Wilhelmina Margaret Geddes
When Wilhelmina Geddes died in 1955 The Times obituary described her as "the greatest stained glass artist of our time", a description which grows in significance when it is remembered that Harry Clarke and Evie Hone were contemporaries as well as compatriots. Born in Co. Leitrim but educated in Belfast at Methodist College, Geddes showed promise from an early age, winning prizes for her life drawings and for graphic designs at Belfast School of Art. Her talent was recognized almost at once, Sarah Cecilia Harrison dismissed her as "too modern" in 1906, but Hugh Lane admired her work as did Orpen when she attended his classes at the Dublin Metropolitan School. Although her graphic work is also important, it is as a stained glass artist that Geddes is cheifly known. Even then she is not always accorded the recognition she deserves. Her strong, uncompromisingly modern interpretations of biblical subjects meant that her religious work was sometimes controversial, as at Laleham in Middlesex where her three-light window was moved to the back of the church to avoid "disturbing the congregation". Yet Thomas MacGreevy considered herself and Jack B. Yeats to be the most "truly religious" of modern Irish artists.

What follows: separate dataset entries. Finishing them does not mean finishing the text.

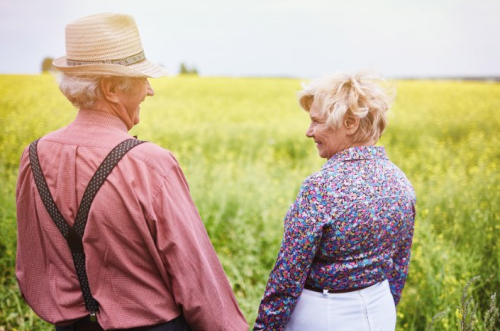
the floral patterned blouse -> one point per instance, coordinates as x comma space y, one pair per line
350, 226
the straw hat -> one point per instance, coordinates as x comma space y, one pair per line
106, 44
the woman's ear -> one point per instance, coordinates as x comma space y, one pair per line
351, 124
109, 89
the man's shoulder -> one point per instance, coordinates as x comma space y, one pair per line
155, 157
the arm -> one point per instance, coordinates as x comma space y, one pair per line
401, 256
303, 231
197, 281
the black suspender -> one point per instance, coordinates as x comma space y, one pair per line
74, 235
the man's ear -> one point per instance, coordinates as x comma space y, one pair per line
109, 89
351, 124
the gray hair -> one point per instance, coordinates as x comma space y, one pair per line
358, 95
84, 91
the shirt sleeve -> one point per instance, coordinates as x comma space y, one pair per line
198, 283
302, 234
401, 257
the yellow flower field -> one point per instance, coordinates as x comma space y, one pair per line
242, 145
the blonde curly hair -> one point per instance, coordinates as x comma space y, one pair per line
341, 95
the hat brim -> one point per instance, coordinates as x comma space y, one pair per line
142, 69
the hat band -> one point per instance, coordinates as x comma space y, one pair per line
139, 57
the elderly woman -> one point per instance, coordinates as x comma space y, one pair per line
347, 238
108, 235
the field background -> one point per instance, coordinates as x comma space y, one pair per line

Cinderella dressing her Ugly Sister is a very early work by Geddes and the one which launched her on her career as a stained glass artist. not surprisingly, it caught the attention of Rosamund Praeger and Sarah Purser when exhibited in 1910 at the Arts and Crafts Society and led to her invitation to join An Tùr Gloine where she worked until 1925 when she moved to London. It is therefore of significance in the development of 20th century stained glass. the simplification of line and form anticipates stained glass as does the contrast in colour between the hard lemon yellow of the Ugly Sister's dress and the softer bottle green tones of Cinderella's skirt and the curtain. The heavily inked outlines suggest the lead lines of stained glass and Geddes' use of these is especially confident and sure, particularly around the arms and faces. Her interpretation of character is challenging and strong, Cinderella is not the shrinking, timid handmaid of earlier illustrations but a forceful personality, robust and resentful even though confined to the background. Geddes' Cinderella is in marked contrast to the heroines of Harry Clarke's windows and illustrations and clearly owes much to Geddes' Suffragette sympathies.